The RDS project described below, explains how I built a “homemade” RDS decoder in two different flavours: pc-based and microcontroller based. Credit goes naturally to Andreas Nilsson for writing the the microcontroller code. And on the pc based section (Approach 1), I should thank www.esslinger.de for having their software freely available on their website. Hope you get inspired and give it a try too!
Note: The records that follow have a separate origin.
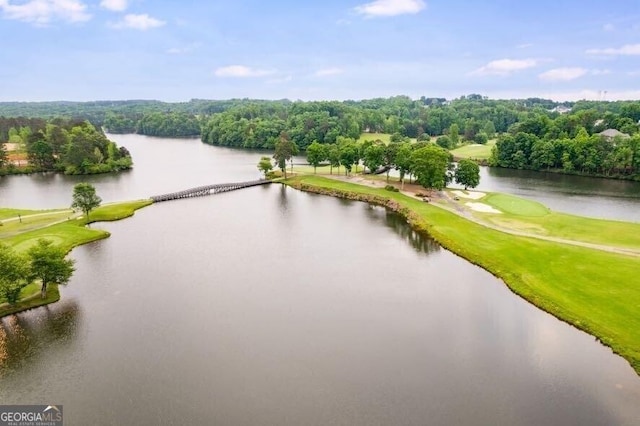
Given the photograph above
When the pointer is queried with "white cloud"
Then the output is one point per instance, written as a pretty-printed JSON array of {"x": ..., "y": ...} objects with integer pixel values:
[
  {"x": 285, "y": 79},
  {"x": 42, "y": 12},
  {"x": 626, "y": 50},
  {"x": 624, "y": 95},
  {"x": 240, "y": 71},
  {"x": 328, "y": 72},
  {"x": 115, "y": 5},
  {"x": 562, "y": 74},
  {"x": 505, "y": 66},
  {"x": 183, "y": 49},
  {"x": 141, "y": 22},
  {"x": 390, "y": 8}
]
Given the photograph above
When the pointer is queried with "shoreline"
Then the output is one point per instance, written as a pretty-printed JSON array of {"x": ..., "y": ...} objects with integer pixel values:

The RDS stream is found 57 kHz above the carrier wave, together with the multiplexed stereo signal and the mono signal. One of RDS decoder IC’s tasks is to filter out this incoming signal found around 57 kHz. The question one would ask himself is “So, where do I find this multiplexed signal, in a given radio receiver?”. One location is at the input of FM-stereo demux chip, (FM decoder). “So how do I find the FM-demux chip?”. Well…there are many manufacturers that make such chips, and sometimes even two identical chips can have different chip-numbers. I started by opening the radio and examining the radio section and noted down all the chip numbers that I could find. The radio is manufactured by Hitachi, so almost all the chips were their own (HA). It is very likely that you will find the same chips in other brands too. This is what I got: HA11226, HA11227, HA12413 etc… Then I used search engines on the internet to get a description of the chips from these chip-numbers. This is what some of the chips turned out to be:
HA11226 Dolby Noise Reduction
HA11227 FM Stereo MPX Decoder
The MPX Decoder chip is the one we are going to use! The next step is to try to locate the input pin on this chip. For this, there is nothing better than the chip manufacturer’s product sheet, found just about always in PDF format. I tried searching in Google, with no luck. After a while I found a product sheet of an equivalent chip, which means that the only thing that differs from my chip is the chip-number. According to the product sheet the input pin (MPX IN) is pin number 2. Another pin you will need is the “ground” (GND) found just about anywhere in the radio. But I chose to solder my cable on pin number 7. These two cables were then made available outside of the radio through a small hole. You may also chose to incorporate the whole decoder inside the radio, if there is enough space.
RDS Decoder Chips
To make RDS decoding fit on a project board, you need some help with the most difficult part, namely: the actual isolation of the RDS data stream from the radio. Thanks to Philips and SGS-Thompson, there are two chips that do the job!
- SAA6579 – Philips
- TDA7330 – SGS-Thompson
The two chips above are the most common. Personally I use the one from Philips. I will admit that the chips can be hard to get hold of. They cost roughly €5 each. These chips are basically the same in the sense that they receive a multiplexed signal as an input, process the RDS stream, and give the RDS DATA and RDS CLOCK as outputs on two pins. This is raw data. It still needs some manipulation to make any use of it. From a techies point of view this is were the actual decoding will take place. The RDS protocol will have to be studied, and from there write a program (easier) or build hardware (harder) that decodes the information from this raw data stream into an understandable form. The decoder chip just needs a few external components to work. I decided to use SMD components on a small PCB (see below) and have a small RDS decoder unit which is easily transferable between projects.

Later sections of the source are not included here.